The findings are based on a systematic review and meta-analysis of 30 studies that investigated the association between preterm birth and asthma/wheezing disorders among 1.5 million children. These studies were conducted between 1995 and the present, a time span chosen to allow for recent changes in the management of prematurity.
Across the studies, 13.7 percent of preterm babies developed asthma/wheezing disorders compared with 8.3 percent of babies born at term, representing a 70 percent increased risk. Children born very early (before 32 weeks gestation) had approximately three times the risk of developing asthma/wheezing disorders compared with babies born at term.

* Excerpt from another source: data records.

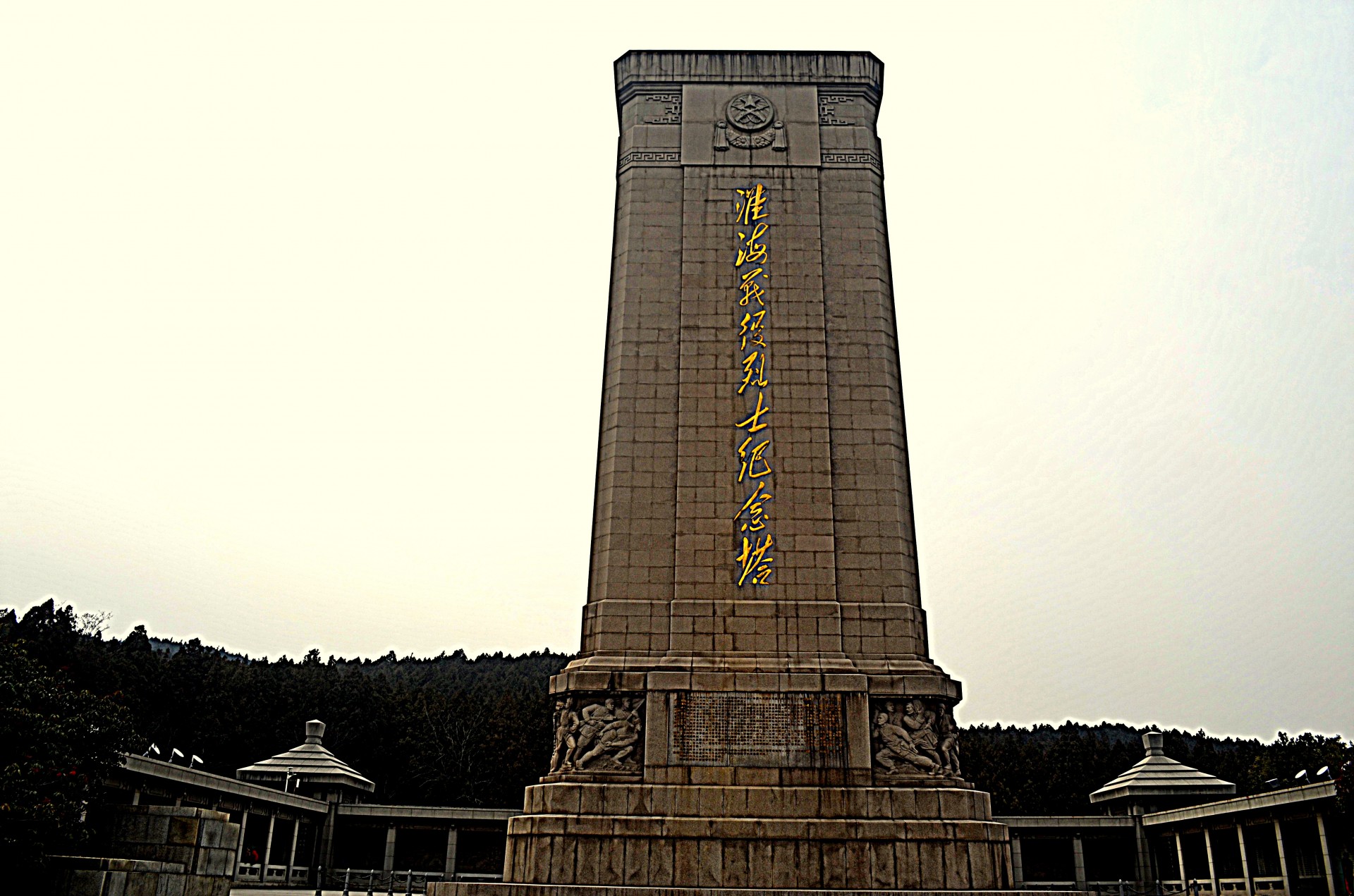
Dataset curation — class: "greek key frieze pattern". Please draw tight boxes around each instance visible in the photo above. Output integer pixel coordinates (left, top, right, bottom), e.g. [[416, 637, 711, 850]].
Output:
[[645, 93, 681, 125], [823, 153, 884, 173], [818, 93, 857, 126], [616, 149, 681, 171]]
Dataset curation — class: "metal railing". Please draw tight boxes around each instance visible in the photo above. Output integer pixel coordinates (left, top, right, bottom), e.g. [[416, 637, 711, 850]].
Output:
[[315, 868, 446, 896], [1086, 880, 1212, 896]]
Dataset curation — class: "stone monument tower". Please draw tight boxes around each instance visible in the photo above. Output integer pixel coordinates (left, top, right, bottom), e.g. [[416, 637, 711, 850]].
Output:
[[504, 51, 1010, 892]]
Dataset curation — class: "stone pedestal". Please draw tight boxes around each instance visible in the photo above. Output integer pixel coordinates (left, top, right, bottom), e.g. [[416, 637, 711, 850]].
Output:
[[484, 51, 1010, 892]]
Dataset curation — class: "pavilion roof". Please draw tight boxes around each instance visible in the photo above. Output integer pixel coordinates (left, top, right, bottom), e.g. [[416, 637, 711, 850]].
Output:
[[1092, 731, 1236, 803], [236, 718, 377, 793]]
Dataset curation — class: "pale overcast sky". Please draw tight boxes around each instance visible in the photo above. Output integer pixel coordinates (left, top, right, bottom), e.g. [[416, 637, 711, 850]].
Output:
[[0, 0, 1354, 737]]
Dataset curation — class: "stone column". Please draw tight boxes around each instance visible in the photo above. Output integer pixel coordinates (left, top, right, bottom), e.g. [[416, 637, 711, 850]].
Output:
[[259, 811, 278, 883], [230, 803, 249, 877], [381, 824, 396, 874], [1133, 806, 1152, 888], [1316, 812, 1335, 896], [1073, 831, 1086, 889], [1204, 826, 1220, 896], [443, 828, 456, 881], [287, 818, 300, 887], [1274, 819, 1293, 896]]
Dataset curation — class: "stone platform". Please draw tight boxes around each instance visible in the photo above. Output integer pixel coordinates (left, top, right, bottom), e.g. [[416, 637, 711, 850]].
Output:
[[505, 783, 1011, 892], [428, 883, 1067, 896]]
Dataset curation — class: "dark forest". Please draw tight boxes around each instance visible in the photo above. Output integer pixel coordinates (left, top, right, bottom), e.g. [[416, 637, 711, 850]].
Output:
[[0, 601, 1354, 815]]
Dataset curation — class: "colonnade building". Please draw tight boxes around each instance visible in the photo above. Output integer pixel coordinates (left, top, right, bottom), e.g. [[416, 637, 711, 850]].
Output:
[[104, 720, 518, 890]]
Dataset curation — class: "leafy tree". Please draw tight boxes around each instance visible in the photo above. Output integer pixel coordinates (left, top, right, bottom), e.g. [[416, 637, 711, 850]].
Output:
[[0, 642, 131, 869]]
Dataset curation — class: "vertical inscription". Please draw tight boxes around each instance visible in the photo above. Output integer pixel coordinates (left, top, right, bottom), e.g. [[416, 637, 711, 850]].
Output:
[[734, 184, 776, 587]]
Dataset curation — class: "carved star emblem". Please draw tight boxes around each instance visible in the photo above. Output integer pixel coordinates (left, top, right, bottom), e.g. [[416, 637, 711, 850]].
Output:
[[726, 93, 776, 131]]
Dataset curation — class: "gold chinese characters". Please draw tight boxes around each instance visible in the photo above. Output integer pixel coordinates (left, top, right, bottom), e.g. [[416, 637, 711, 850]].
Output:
[[734, 184, 776, 587]]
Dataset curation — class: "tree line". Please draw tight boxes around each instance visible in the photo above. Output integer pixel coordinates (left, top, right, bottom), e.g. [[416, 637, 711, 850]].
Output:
[[0, 601, 1354, 866]]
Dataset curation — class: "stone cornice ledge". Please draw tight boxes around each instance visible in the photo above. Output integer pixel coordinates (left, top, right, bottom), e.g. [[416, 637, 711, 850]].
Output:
[[616, 50, 884, 97]]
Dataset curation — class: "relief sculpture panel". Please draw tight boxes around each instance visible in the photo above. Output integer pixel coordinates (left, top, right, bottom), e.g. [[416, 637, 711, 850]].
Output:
[[550, 693, 645, 774], [870, 697, 961, 783]]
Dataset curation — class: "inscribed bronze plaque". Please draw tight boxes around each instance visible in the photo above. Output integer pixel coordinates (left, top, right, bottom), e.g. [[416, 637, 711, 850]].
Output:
[[668, 690, 846, 769]]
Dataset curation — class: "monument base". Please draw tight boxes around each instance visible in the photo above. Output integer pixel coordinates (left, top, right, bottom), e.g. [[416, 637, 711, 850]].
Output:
[[492, 783, 1011, 896]]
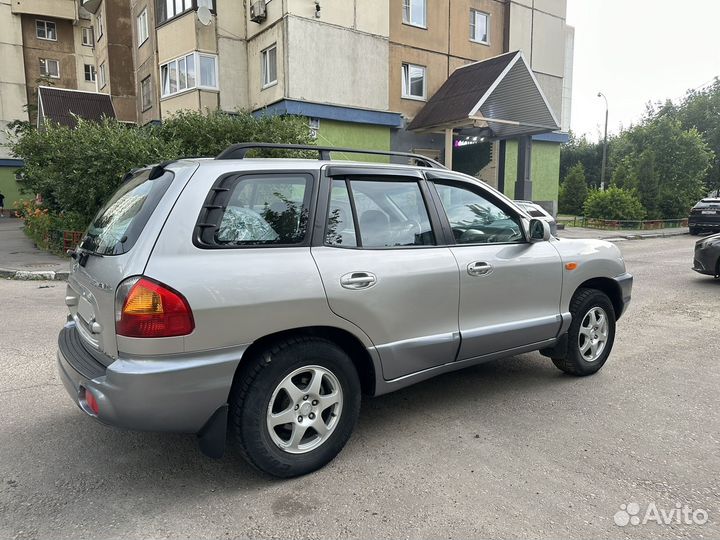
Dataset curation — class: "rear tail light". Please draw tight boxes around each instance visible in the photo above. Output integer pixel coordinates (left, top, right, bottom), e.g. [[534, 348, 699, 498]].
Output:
[[115, 277, 195, 338]]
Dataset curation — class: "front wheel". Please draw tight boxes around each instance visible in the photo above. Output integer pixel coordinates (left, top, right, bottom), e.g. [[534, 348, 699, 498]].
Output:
[[230, 337, 361, 478], [552, 289, 615, 377]]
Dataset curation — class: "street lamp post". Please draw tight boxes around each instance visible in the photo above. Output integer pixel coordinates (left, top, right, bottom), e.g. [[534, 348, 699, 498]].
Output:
[[598, 92, 609, 191]]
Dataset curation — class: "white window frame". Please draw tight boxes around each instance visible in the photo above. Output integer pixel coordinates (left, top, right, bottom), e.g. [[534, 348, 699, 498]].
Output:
[[160, 51, 220, 98], [137, 7, 150, 49], [38, 58, 60, 79], [81, 26, 95, 47], [140, 75, 153, 112], [402, 0, 427, 30], [83, 64, 97, 82], [35, 19, 57, 41], [260, 43, 278, 90], [401, 62, 427, 101], [470, 9, 490, 45], [96, 62, 107, 88]]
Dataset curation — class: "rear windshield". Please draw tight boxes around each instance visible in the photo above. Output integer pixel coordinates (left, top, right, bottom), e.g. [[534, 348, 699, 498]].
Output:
[[80, 169, 173, 255]]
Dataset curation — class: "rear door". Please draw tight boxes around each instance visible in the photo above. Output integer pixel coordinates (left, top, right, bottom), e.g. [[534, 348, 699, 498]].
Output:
[[428, 172, 562, 360], [312, 167, 459, 380], [65, 165, 197, 363]]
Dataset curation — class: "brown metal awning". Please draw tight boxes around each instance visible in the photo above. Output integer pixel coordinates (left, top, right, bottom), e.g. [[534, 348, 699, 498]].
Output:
[[408, 51, 560, 139]]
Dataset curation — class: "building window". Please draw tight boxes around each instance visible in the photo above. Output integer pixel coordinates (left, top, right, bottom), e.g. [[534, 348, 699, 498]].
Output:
[[97, 62, 107, 88], [160, 52, 218, 97], [403, 0, 427, 28], [137, 8, 148, 47], [85, 64, 96, 82], [35, 20, 57, 41], [140, 76, 153, 111], [262, 43, 277, 88], [82, 26, 95, 47], [40, 58, 60, 79], [470, 9, 490, 45], [402, 64, 425, 99]]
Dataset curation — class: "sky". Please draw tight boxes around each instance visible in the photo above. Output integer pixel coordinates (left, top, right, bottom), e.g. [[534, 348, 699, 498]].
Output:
[[567, 0, 720, 140]]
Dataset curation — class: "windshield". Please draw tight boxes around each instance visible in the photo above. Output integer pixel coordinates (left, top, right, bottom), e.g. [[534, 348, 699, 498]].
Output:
[[80, 169, 173, 255]]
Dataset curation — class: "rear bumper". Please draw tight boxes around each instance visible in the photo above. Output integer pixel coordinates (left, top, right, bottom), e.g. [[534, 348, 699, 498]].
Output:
[[57, 323, 247, 433], [614, 272, 633, 319]]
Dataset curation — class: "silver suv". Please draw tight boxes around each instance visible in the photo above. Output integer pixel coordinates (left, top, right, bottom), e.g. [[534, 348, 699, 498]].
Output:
[[57, 144, 632, 477]]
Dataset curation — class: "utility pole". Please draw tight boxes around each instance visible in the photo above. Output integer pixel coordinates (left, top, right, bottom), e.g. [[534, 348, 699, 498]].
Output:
[[598, 92, 609, 191]]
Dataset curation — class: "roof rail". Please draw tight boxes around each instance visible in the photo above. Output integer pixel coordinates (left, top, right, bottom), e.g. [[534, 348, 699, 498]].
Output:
[[215, 143, 446, 169]]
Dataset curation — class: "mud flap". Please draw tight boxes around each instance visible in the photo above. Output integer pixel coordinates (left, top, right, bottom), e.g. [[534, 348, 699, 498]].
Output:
[[197, 403, 228, 459]]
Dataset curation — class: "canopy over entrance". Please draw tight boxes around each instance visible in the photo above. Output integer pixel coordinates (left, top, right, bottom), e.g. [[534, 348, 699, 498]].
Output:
[[408, 51, 560, 139]]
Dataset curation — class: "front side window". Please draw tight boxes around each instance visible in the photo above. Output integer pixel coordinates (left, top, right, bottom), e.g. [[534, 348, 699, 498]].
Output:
[[435, 181, 525, 244], [160, 53, 218, 97], [325, 180, 435, 248], [140, 76, 153, 111], [85, 64, 96, 82], [40, 58, 60, 79], [262, 45, 277, 88], [470, 9, 490, 44], [214, 174, 312, 246], [403, 0, 427, 28], [137, 8, 148, 47], [35, 20, 57, 41], [402, 64, 425, 99], [82, 26, 95, 47]]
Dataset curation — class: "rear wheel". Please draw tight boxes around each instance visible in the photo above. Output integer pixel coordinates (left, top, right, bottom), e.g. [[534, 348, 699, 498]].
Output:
[[552, 289, 615, 376], [230, 337, 361, 478]]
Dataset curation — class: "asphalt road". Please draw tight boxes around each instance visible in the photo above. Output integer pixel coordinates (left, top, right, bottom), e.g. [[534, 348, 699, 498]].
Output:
[[0, 236, 720, 540]]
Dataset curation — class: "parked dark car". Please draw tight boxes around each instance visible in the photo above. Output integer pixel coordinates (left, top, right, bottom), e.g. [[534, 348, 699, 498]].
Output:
[[693, 233, 720, 278], [688, 197, 720, 234]]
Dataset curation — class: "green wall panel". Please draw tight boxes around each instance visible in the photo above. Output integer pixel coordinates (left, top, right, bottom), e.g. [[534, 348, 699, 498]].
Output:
[[317, 119, 390, 162], [505, 141, 560, 201], [0, 167, 22, 211]]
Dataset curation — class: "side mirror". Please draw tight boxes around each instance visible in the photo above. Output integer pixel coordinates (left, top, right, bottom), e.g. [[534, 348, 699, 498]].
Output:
[[529, 219, 550, 244]]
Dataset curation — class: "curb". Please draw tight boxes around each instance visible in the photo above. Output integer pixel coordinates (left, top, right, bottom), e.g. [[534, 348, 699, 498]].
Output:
[[600, 231, 690, 242], [0, 268, 70, 281]]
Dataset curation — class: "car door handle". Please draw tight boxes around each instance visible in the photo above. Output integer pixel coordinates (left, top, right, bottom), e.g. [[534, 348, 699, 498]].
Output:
[[468, 261, 493, 276], [340, 272, 377, 290]]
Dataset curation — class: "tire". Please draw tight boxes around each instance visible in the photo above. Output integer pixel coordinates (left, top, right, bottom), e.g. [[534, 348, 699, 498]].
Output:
[[552, 288, 615, 377], [229, 337, 361, 478]]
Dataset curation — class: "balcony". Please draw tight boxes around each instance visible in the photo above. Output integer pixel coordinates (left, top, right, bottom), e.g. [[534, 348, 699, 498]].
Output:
[[80, 0, 102, 13], [11, 0, 77, 21]]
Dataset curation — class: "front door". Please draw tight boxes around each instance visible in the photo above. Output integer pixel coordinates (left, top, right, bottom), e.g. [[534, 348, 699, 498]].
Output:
[[433, 178, 562, 360], [312, 173, 460, 380]]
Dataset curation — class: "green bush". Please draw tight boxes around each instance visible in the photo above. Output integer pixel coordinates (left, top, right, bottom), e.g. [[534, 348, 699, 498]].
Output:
[[10, 111, 311, 230], [558, 163, 588, 215], [585, 187, 645, 220]]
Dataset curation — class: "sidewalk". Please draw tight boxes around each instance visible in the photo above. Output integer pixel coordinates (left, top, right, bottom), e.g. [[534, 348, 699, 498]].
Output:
[[558, 227, 690, 242], [0, 217, 70, 279]]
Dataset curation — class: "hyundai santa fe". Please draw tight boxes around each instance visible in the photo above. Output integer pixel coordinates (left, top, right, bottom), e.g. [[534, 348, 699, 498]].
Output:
[[57, 143, 632, 477]]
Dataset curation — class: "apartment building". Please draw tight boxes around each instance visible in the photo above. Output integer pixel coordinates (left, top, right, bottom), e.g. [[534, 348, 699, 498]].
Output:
[[121, 0, 572, 210], [0, 0, 137, 206]]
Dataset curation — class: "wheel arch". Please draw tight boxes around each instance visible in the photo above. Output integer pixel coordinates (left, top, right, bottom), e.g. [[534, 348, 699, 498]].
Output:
[[573, 277, 623, 320], [233, 326, 376, 395]]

"Worldwide, more than 11 percent of babies are born preterm," said Aziz Sheikh, MD, corresponding author and Harkness Fellow in Health Care Policy and Practice in the Division of General Internal Medicine and Primary Care at Brigham and Women's Hospital. "As asthma is a chronic condition, our findings underscore the need to improve our understanding of the mechanisms underlying the association between preterm birth and asthma/wheezing disorders in order to develop preventive and therapeutic interventions."